福島章恭 合唱指揮とレコード蒐集に生きるⅢ

合唱指揮者、音楽評論家である福島章恭が、レコード、CD、オーディオ、合唱指揮活動から世間話まで、気ままに綴ります。

はじめてのみどり ショスタコーヴィチ篇

2015-10-23 23:38:25 | コンサート

はじめて生演奏をく五嶋みどりである。

ヤルヴィ指揮NHK交響楽団定期。曲目は、ショスタコーヴィチの協奏曲第1番。

しかし、今日はまったく批評ができない。批評するほどには音が聴こえなかったからである。

座席は1階のやや後方、2階右サイド席に近いところ。

管打楽器とコントラバスの音はバンバンくるのに、ヴァイオリンからチェロの音が霞のようなのだ。

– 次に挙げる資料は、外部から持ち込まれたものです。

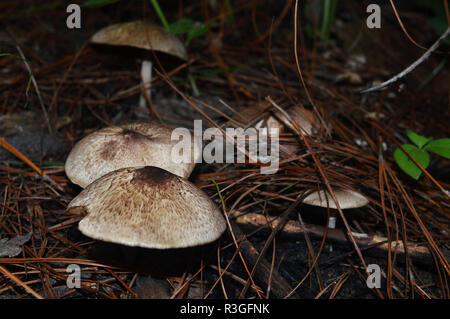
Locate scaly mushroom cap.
[65,122,201,187]
[303,189,369,209]
[90,21,187,60]
[68,166,226,249]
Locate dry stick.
[0,137,42,176]
[389,0,448,50]
[361,27,450,93]
[0,266,44,299]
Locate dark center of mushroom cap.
[119,128,152,140]
[131,166,178,186]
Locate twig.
[361,27,450,93]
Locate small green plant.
[305,0,337,42]
[394,130,450,180]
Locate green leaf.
[81,0,120,8]
[169,18,195,34]
[424,138,450,158]
[406,130,432,148]
[394,144,430,180]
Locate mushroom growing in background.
[90,20,187,118]
[68,166,226,249]
[303,189,369,249]
[65,122,201,187]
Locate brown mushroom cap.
[90,20,187,60]
[303,189,369,209]
[68,166,226,249]
[65,122,201,187]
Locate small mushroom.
[303,189,369,251]
[65,122,201,187]
[303,189,369,209]
[68,166,226,249]
[90,20,187,118]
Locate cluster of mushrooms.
[65,21,368,256]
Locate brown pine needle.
[0,266,44,299]
[0,137,42,176]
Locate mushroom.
[90,20,187,118]
[303,189,369,250]
[68,166,226,249]
[65,122,201,187]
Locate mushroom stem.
[138,60,153,119]
[327,210,336,253]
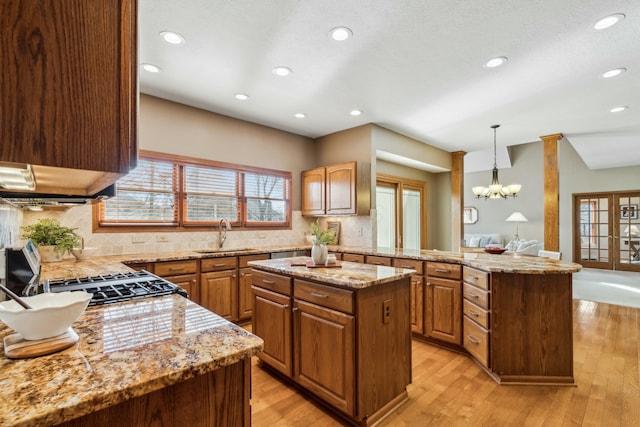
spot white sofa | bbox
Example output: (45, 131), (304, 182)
(462, 233), (504, 248)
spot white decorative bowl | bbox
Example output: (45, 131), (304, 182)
(0, 291), (92, 340)
(71, 248), (98, 260)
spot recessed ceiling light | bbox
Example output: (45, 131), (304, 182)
(593, 13), (624, 30)
(329, 27), (353, 42)
(160, 31), (185, 45)
(609, 105), (629, 113)
(602, 68), (627, 79)
(142, 64), (161, 73)
(271, 66), (293, 77)
(484, 56), (508, 68)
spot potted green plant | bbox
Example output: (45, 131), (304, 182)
(311, 219), (338, 264)
(22, 218), (81, 262)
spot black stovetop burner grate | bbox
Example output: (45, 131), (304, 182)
(49, 270), (187, 305)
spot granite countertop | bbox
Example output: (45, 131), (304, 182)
(249, 257), (415, 289)
(0, 295), (263, 426)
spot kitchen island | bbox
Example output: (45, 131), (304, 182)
(249, 257), (414, 426)
(0, 274), (263, 426)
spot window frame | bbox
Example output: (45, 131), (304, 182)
(92, 150), (293, 233)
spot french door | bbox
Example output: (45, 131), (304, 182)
(573, 191), (640, 271)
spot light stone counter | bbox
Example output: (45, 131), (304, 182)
(0, 295), (263, 426)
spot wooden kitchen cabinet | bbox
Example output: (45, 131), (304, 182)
(301, 161), (371, 216)
(200, 256), (238, 321)
(424, 262), (462, 346)
(0, 0), (138, 195)
(153, 259), (200, 304)
(251, 271), (293, 377)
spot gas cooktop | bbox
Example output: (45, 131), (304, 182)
(48, 270), (187, 305)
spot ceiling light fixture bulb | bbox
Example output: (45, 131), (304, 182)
(160, 31), (185, 45)
(142, 64), (161, 73)
(593, 13), (625, 30)
(609, 105), (629, 113)
(484, 56), (508, 68)
(271, 66), (293, 77)
(602, 68), (627, 79)
(329, 27), (353, 42)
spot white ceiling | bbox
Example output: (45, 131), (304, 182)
(139, 0), (640, 169)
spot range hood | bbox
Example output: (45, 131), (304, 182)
(0, 184), (116, 210)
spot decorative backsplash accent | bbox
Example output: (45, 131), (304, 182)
(18, 206), (375, 255)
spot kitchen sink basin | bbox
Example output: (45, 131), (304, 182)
(193, 248), (255, 254)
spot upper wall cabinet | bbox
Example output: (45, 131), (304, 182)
(0, 0), (138, 194)
(302, 162), (371, 216)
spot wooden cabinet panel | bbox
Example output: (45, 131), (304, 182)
(293, 279), (354, 314)
(252, 285), (293, 376)
(464, 317), (490, 368)
(301, 168), (325, 215)
(200, 256), (238, 273)
(294, 300), (355, 416)
(200, 270), (238, 321)
(342, 253), (364, 264)
(365, 255), (391, 267)
(425, 277), (462, 345)
(325, 162), (357, 215)
(411, 275), (424, 334)
(154, 260), (198, 278)
(0, 0), (138, 194)
(426, 261), (462, 280)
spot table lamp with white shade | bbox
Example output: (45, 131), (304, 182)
(505, 212), (527, 242)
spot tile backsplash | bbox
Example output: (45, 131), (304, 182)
(21, 206), (375, 255)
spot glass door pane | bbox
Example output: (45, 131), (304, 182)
(402, 190), (421, 250)
(376, 186), (396, 248)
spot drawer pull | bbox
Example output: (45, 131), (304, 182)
(310, 292), (328, 298)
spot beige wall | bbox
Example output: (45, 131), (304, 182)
(139, 95), (315, 210)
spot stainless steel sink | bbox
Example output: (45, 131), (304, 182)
(193, 248), (256, 254)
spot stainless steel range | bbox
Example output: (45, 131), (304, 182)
(45, 270), (187, 305)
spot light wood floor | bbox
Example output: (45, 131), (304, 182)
(252, 300), (640, 427)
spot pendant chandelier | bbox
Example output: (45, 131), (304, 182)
(471, 125), (522, 199)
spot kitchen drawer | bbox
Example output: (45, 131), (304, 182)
(365, 255), (391, 267)
(238, 254), (269, 268)
(462, 265), (490, 290)
(200, 256), (238, 273)
(462, 283), (489, 310)
(427, 261), (462, 280)
(342, 253), (364, 263)
(253, 269), (291, 295)
(293, 279), (354, 314)
(153, 259), (198, 277)
(463, 316), (490, 368)
(392, 258), (424, 276)
(462, 299), (489, 329)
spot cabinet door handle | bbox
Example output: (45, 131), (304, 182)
(311, 292), (328, 298)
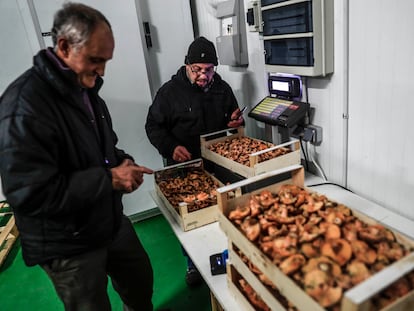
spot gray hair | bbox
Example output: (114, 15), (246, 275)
(51, 2), (111, 50)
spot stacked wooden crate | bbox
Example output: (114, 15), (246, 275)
(154, 159), (223, 231)
(200, 127), (300, 178)
(217, 165), (414, 311)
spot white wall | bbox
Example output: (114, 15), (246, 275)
(194, 0), (414, 219)
(348, 0), (414, 219)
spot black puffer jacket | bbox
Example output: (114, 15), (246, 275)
(145, 66), (238, 163)
(0, 50), (129, 266)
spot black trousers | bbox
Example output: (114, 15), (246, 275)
(41, 216), (154, 311)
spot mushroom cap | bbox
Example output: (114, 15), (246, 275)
(279, 254), (306, 275)
(321, 239), (352, 266)
(302, 256), (342, 277)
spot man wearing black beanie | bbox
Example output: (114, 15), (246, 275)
(145, 37), (244, 165)
(145, 37), (244, 286)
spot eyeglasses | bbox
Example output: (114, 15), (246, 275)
(190, 65), (216, 76)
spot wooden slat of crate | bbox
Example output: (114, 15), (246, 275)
(155, 184), (218, 231)
(0, 216), (19, 266)
(217, 166), (414, 311)
(217, 165), (305, 215)
(219, 213), (324, 311)
(154, 159), (223, 231)
(229, 246), (292, 311)
(200, 128), (300, 177)
(227, 263), (256, 311)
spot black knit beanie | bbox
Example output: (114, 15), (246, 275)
(185, 37), (218, 66)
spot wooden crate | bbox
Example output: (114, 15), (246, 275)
(0, 202), (19, 266)
(217, 165), (414, 311)
(227, 241), (298, 310)
(154, 159), (223, 231)
(200, 127), (301, 177)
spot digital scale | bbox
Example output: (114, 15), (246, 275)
(248, 75), (310, 143)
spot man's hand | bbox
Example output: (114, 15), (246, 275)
(173, 146), (191, 162)
(111, 159), (153, 193)
(227, 108), (244, 127)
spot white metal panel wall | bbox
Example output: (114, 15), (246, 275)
(193, 0), (347, 184)
(348, 0), (414, 219)
(139, 0), (194, 96)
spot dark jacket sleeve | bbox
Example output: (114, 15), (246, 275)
(145, 89), (179, 158)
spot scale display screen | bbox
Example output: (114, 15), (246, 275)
(249, 96), (309, 127)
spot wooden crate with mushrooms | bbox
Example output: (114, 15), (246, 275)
(154, 159), (223, 231)
(200, 127), (300, 177)
(217, 165), (414, 311)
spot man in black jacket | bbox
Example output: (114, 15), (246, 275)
(0, 3), (153, 311)
(145, 37), (244, 165)
(145, 37), (244, 286)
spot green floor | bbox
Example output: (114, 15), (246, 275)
(0, 215), (211, 311)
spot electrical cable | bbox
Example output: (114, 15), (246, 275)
(299, 137), (309, 172)
(307, 142), (328, 181)
(306, 182), (354, 193)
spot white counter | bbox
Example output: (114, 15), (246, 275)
(151, 176), (414, 311)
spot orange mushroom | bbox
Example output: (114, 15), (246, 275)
(321, 239), (352, 266)
(279, 254), (306, 275)
(351, 240), (377, 264)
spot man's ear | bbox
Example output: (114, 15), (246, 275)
(57, 37), (70, 57)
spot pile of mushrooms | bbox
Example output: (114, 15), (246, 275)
(208, 136), (292, 166)
(227, 184), (414, 310)
(156, 170), (219, 212)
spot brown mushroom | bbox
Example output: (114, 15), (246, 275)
(229, 205), (250, 220)
(279, 254), (306, 275)
(351, 240), (377, 264)
(346, 260), (371, 285)
(304, 270), (342, 308)
(240, 217), (260, 241)
(300, 243), (320, 258)
(302, 256), (342, 277)
(321, 239), (352, 266)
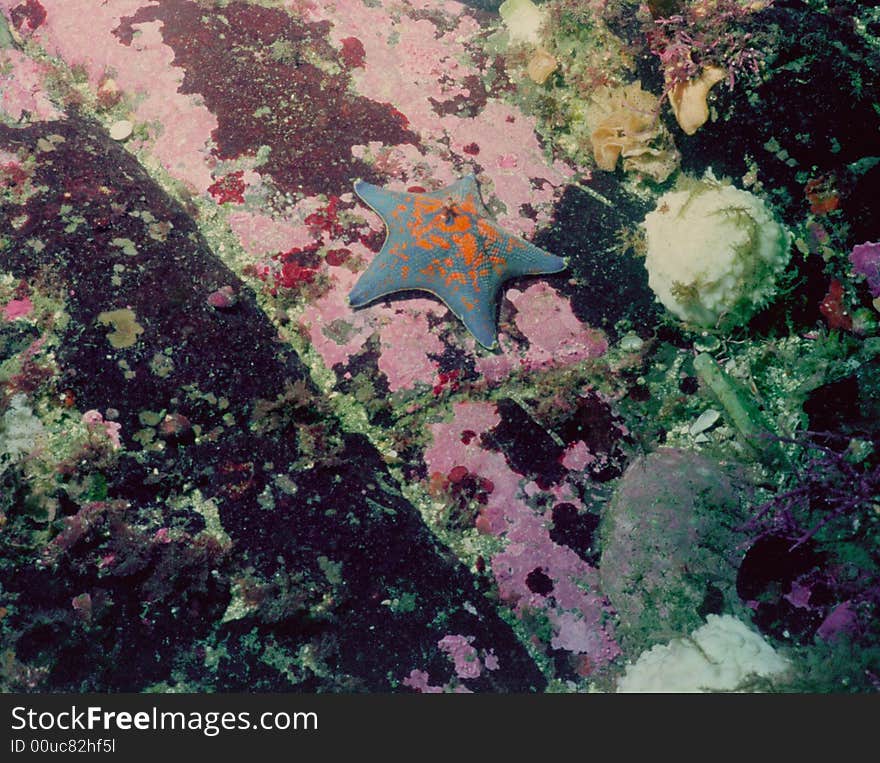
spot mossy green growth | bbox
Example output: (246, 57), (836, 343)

反響板の外に出ているパートは音が散ってしまうのではないだろうか?

当然、指揮台の横に立つ五嶋みどりの音もボリュームを絞ったラジオのように精気がない。

音が聴こえないゆえに、その尋常とは言えない身振りばかりが印象に残ってしまう。

感情移入と共に首がもげるのではないかというほどの角度に傾け、魔法使いの老婆のように腰を曲げたり身を縮めたり、激しい場面では全身を痙攣させながら両足を宙に浮かせたりする。

まるで、恐山のイタコをみるようで、気味が悪いのだ。

常識的には、集中するときに筋肉を縮めるのは効率が悪いし、視野も狭まるのでよくないと思うのだが・・・。

しかし、終演後の拍手喝采は凄まじいものであったし、ステージ上のN響メンバーからの賞賛の拍手も儀礼的なものとは感じられない。

また、2階席センター前方で聴いていたFB友は、「ピアニシモが素晴らしかった。オケもヤルヴィも完全に負けていた」と感想を述べられている。

芸の世界ばかりは、逆立ちして弾こうが、寝て弾こうが、結果が全て。

というわけで、その演奏する姿には感心しなかったが、肝心の演奏の良し悪しが分からなかったため、評価は保留としたい。

NHKホールには本当に困ったものだ。

1972年の開業以来、音が悪い、悪い、悪いと言われつづけて、音響改善のための措置も行われる気配もない、というのは怠慢ではないだろうか?

今後は、聴きたい演奏会でもよほど座席に恵まれない限りは、見送ることにしよう。